Und dann warteten wir mal wieder auf Antwort, doch an den künftigen Lehrerinnen schien kein Vermieter interessiert zu sein. Bis auf einen. Der rief abends gegen sechs Uhr an, als Nicki Telefonwache schob.
»Wie bitte? Ja, warum denn? Weiß ich nicht so genau, ich gebe Ihnen mal meine Mutter.« Sie hielt den Hörer zu. »Du, ich glaube, das ist ein Spinner. Oder ein Obszöner. Der will wissen, wie groß wir sind. Kannst du mal mit ihm reden?«
»Und ob!« Die männliche Stimme am anderen Ende klang recht sympathisch. »Wundern Sie sich bitte nicht über meine Frage, aber jeder, der über einsachtzig ist, kommt nicht in Betracht.«
»Weshalb nicht? Haben Sie etwas gegen große Menschen?« Wahrscheinlich war das ein zu kurz Gekommener, der es haßte, zu seinen Mietern aufsehen zu müssen.
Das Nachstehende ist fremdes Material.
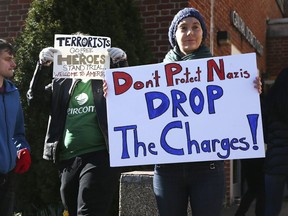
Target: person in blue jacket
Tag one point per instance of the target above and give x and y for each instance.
(14, 148)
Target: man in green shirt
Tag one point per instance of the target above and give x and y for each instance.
(77, 135)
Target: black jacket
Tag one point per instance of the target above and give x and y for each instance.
(56, 95)
(276, 138)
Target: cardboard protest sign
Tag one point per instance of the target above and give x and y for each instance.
(79, 56)
(198, 110)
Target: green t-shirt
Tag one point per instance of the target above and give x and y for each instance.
(82, 133)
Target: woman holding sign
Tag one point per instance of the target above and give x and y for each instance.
(203, 183)
(76, 136)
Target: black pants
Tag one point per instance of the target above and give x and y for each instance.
(7, 193)
(252, 169)
(88, 184)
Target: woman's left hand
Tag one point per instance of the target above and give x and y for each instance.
(258, 84)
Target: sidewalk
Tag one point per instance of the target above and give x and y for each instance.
(230, 211)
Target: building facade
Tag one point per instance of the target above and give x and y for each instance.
(234, 27)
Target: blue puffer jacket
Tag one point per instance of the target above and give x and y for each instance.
(12, 132)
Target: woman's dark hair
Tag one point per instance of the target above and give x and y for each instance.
(277, 97)
(6, 46)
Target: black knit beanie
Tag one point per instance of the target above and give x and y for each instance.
(186, 12)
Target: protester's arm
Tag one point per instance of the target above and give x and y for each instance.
(23, 160)
(40, 84)
(258, 84)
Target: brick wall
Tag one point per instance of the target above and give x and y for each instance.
(156, 16)
(277, 57)
(12, 16)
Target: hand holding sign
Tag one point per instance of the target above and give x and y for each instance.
(117, 54)
(46, 55)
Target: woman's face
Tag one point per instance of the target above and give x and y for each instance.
(189, 35)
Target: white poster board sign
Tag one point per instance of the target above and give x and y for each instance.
(199, 110)
(79, 56)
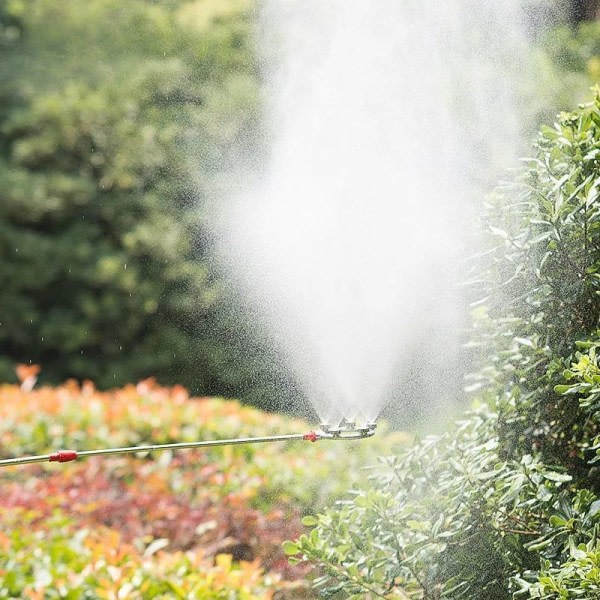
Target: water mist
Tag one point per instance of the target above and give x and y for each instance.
(384, 118)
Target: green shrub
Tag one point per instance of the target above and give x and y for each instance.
(505, 504)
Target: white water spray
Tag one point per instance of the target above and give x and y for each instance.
(383, 117)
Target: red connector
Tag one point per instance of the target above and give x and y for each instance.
(311, 436)
(63, 456)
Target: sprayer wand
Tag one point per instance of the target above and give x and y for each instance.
(346, 431)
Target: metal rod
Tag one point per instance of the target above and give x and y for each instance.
(343, 432)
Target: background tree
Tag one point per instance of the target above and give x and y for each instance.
(105, 110)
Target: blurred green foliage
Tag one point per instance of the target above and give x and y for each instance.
(506, 505)
(115, 119)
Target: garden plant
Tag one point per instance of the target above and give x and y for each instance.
(507, 504)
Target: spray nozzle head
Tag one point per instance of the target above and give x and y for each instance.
(348, 430)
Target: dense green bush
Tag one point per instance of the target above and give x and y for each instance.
(114, 119)
(507, 503)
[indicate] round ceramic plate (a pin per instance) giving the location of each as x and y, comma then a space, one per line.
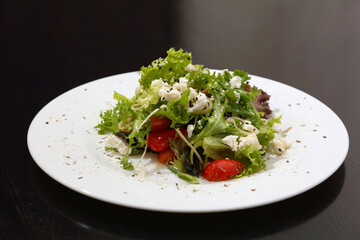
64, 143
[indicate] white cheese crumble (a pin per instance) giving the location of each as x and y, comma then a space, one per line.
193, 93
224, 71
167, 92
237, 143
118, 143
201, 103
191, 68
190, 129
249, 127
250, 140
235, 82
231, 141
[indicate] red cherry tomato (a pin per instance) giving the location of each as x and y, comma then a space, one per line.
158, 124
166, 156
159, 141
222, 169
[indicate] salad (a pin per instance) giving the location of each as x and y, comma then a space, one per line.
200, 123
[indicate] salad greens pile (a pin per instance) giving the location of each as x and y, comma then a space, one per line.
226, 109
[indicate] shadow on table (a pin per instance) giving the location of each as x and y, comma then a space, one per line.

»Nein, gar nicht«, antwortete er, »ich bin ja selber nicht gerade klein. Aber die Wohnung, um die es sich handelt, hat nur eine lichte Höhe von zwei Metern. Und schräge Wände. Entsprechend niedrig sind die Türen. Verstehen Sie jetzt, was ich meine?«
O ja. Leute mit Gardemaß würden nach kurzer Zeit an Gehirnerweichung leiden oder infolge ständigen Gebücktgehens Bandscheibenprobleme bekommen.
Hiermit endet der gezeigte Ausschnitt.